Claire had no answer, but then, Nicole wasn’t expecting one. They finished their meal in strained silence, listening to the steady beat of the rain outside their windows.
Yvon looked down at his hands. They’d clenched into fists, and it took all his strength to open them, flex them. The fingers were cramped, useless, and he held them out into the pouring rain, watching as the water splatted against them. They were still shaking.
It was after eleven. Lights were blazing in the old woman’s apartment, but he’d seen no shadows against the heavy curtains for a long time. The old bitch was probably too rich to worry about electricity bills. She probably left all her lights on, afraid of the dark. Tonight, he told himself, it would be a waste of time. The lights wouldn’t keep her destiny at bay.

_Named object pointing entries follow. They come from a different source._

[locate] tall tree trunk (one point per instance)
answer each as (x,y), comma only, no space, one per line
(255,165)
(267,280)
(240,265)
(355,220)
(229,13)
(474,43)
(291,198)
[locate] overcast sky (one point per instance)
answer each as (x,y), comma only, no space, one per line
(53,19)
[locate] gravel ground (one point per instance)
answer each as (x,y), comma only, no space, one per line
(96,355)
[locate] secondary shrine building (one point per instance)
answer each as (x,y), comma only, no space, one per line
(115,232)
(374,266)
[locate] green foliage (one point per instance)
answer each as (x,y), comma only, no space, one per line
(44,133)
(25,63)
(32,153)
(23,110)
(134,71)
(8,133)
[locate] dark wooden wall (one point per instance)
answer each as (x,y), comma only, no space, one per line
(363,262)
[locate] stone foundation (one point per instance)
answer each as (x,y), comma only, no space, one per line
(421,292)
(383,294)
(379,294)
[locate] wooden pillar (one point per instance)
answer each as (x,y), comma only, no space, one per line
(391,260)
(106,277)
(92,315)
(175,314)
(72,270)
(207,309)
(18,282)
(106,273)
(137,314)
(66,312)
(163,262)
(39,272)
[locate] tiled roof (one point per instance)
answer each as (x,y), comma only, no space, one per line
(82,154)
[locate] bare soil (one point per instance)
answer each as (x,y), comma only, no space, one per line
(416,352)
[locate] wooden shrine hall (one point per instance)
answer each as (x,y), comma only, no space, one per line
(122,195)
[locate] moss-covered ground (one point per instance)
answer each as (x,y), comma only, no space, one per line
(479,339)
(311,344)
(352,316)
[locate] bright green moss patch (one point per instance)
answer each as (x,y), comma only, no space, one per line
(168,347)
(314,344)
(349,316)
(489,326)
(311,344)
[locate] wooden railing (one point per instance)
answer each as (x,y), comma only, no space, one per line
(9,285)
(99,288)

He started to move, out into the heavy rain, oblivious to the passersby, the cars sluicing through the deep puddles, oblivious to everything as he crossed the street. He had no plan, no thought at all beyond the certainty of what he must do. The black hole in his heart grew larger, devouring him as he stood in front of the heavy wooden door that fronted the residential side street. When he reached out to press the bell, his hand no longer shook.
Thomas Jefferson Parkhurst was whistling as he raced up the endless flights of stairs to his artist’s garret. Even the final flight failed to wind him, though the whistle became more strained. Nothing could quench his buoyant spirit, not flights of stairs, not the empty apartment, not even the memory of Claire’s eyes when he’d asked her about the man.
Because the rest of the time Claire’s eyes had been on him, and they’d been warm, happy, and full of promise.